Gastelum-Almeida v. Jarvis et al
Filing
9
ORDER dismissing action without prejudice; directing the Clerk to ENTER JUDGMENT dismissing the action; to TERMINATE any pending motion, and to CLOSE the case. Signed by Judge Steven D. Merryday on 11/30/2012. (BK)
UNITED STATES DISTRICT COURT
MIDDLE DISTRICT OF FLORIDA
OCALA DIVISION
RICHARD GASTELUM-ALMEIDA,
Plaintiff,
v.
CASE NO. 5:12-cv-354-Oc-23PRL
TAMYRA JARVIS, et al.,
Defendants.
/
ORDER
While incarcerated at the United States penitentiary in Coleman, Florida,
Gastelum-Almeida filed a complaint pursuant to Bivens v. Six Unknown Named Agents
of the Federal Bureau of Narcotics, 403 U.S. 388 (1971) (authorizing a civil rights action
against a federal official). Gastelum-Almeida seeks expungement of his disciplinary
conviction and restoration of good time credit lost as a result of a disciplinary hearing
on February 16, 2012.1
Heck v. Humphrey, 512 U.S. 477 (1994) holds that:
[I]n order to recover damages for allegedly unconstitutional
conviction or imprisonment, or for other harm caused by actions
whose unlawfulness would render a conviction or sentence
invalid, a § 1983 plaintiff must prove that the conviction or
sentence has been reversed on direct appeal, expunged by
executive order, declared invalid by a state tribunal authorized to
make such a determination, or called into question by a federal
court’s issuance of a writ of habeas corpus[.]
1
Gastelum-Almeida was transferred to and is now incarcerated at the United States
penitentiary in Beaumont, Texas
512 U.S. at 487 (footnote omitted). The Supreme Court has applied Heck to a claim
challenging a prison disciplinary action even when reinstatement of lost good-time
credit is not explicitly sought. See Edwards v. Balisok, 520 U.S. 641, 646 (1997)
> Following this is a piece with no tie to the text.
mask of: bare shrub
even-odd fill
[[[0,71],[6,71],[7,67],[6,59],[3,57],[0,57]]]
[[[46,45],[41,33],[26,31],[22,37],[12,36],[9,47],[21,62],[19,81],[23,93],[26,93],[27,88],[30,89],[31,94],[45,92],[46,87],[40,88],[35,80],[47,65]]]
(holding that Heck bars a prisoner's complaint that “would, if established, imply the
invalidity of the deprivation of his good-time credits”). Moreover, the Supreme
Court stated that one reason for imposing the requirement is to prevent a convicted
criminal defendant from collaterally attacking his criminal conviction through a civil
action. 512 U.S. at 484.
Because a decision for Gastelum-Almeida in this action would imply the
invalidity of his disciplinary conviction and because Gastelum-Almeida has not
shown that the disciplinary conviction was reversed on direct appeal, expunged by
executive order, declared invalid by a state tribunal, or called into question by a
federal court’s issuance of a writ of habeas corpus, this action is premature.
Accordingly, the complaint is DISMISSED WITHOUT PREJUDICE for
failure to state a claim. 28 U.S.C. § 1915A(b)(1). The Clerk is directed to enter
judgment dismissing the action without prejudice, to terminate any pending motion,
and to close the case.
ORDERED in Tampa, Florida, on November 30, 2012.